En Monstruos S.A., el compañero de Mota fue Santiago Segura como Sulley, el enorme y peludo asustador azul. Segura también le ha puesto la voz a Drácula en la saga Hotel Transylvania. Otros cómicos que han trabajado para Disney son Josema Yuste, que hizo una memorable versión en castellano del genio de Aladdín y Ángel Garó, que dio voz a Kuzco, protagonista de El emperador y sus locuras.

Otro actor veterano, Mariano Peña (Mauricio Colmenero en Aída) ha dedicado buena parte de su carrera al doblaje. En animación, es conocido por haberle dado voz durante años al descarado maestro Mutenroshi en Dragon Ball.

En cuanto a voces femeninas, Michelle Jenner se ha destapado como una de las actrices más apasionadas por el doblaje. Ella fue Kiara, la hija de Simba, en El rey león 2, la hija de Wendy en Peter Pan 2: Regreso al País de Nunca Jamás y Sara, la heroína de Las aventuras de Tadeo Jones. Entre los casos más recientes está el de Shakira, que ha puesto voz a Gazelle, una gacela estrella de la canción en Zootrópolis.

Florentino Fernández, un adulto con alma de niño y cuerpo de panda

Florentino Fernández pone voz a Po por tercera vez en Kung Fu Panda 3.

¿Qué tiene en relación con Po?
Mi relación con Po es muy, muy buena porque los dos tenemos muchas cosas en común. Él es un personaje muy optimista que siempre está intentando proteger a todos los que le rodean, que comparte la alegría que tiene con los demás y, sobre todo, que disfruta con lo cotidiano, se ilusiona con la felicidad mundana de las cosas más pequeñas. En ese sentido somos muy parecidos. Bueno, él no tiene gafas, yo sí, y me falta un poquito de pelo, pero con el tiempo estaremos ahí ahí.

¿Y qué tiene en común con Jack Black, que dobla a Po en inglés?
Muchas cosas, aparte del volumen —que los dos somos del género de comer bien—, compartimos muchas cosas: nos gusta muchísimo la música —tenemos muchas conversaciones con esos temas— y sobre todo disfrutamos de la vida: él, en su mundo de Hollywood en el que los proyectos que hace son los que él elige, sin sentirse forzado a hacer nada que no le guste; y yo igual. Siempre intento elegir lo que me aporta más felicidad, cosas en las que sé que voy a ser solvente. Al final, la finalidad de esto es intentar ser feliz.

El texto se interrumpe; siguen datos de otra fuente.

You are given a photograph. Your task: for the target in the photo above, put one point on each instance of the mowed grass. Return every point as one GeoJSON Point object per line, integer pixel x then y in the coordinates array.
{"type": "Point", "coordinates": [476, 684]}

A veces se le ve disfrutar como un niño, ¿se siente un poco así?
Mucho, sí, sí. En la vida no me gusta madurar. No me gusta la responsabilidad, ni madurar ni ser mayor. Son cosas que me parece que me llevan a la fosa directamente. Entonces, todo lo que me relacione con niños, con infantilidades, con cosas que me parezcan más bien naíf, me encanta.

¿Los niños son un público exigente?
Cada vez más, los niños tienen una cosa que me encanta: no están influenciados por nada, son como son, están vírgenes. Quizás es el paso de los años y la vida la que le va metiendo ciertos datos en la cabeza que muchas veces no está bien tener. Pero bueno, van pasando los años y, entre tú y tu familia, vas intentando mantener esa felicidad de cuando eras niño y descargarte de todas esas responsabilidades que te hacen ser menos niño. Yo, desde que me llegan los recibos de gas a mi nombre, los de luz y los de agua, soy menos niño. ¡Es que tengo que pagarlo! Cuando tienes algo a tu nombre, ya es jodido, por eso está bien alquilarse las cosas.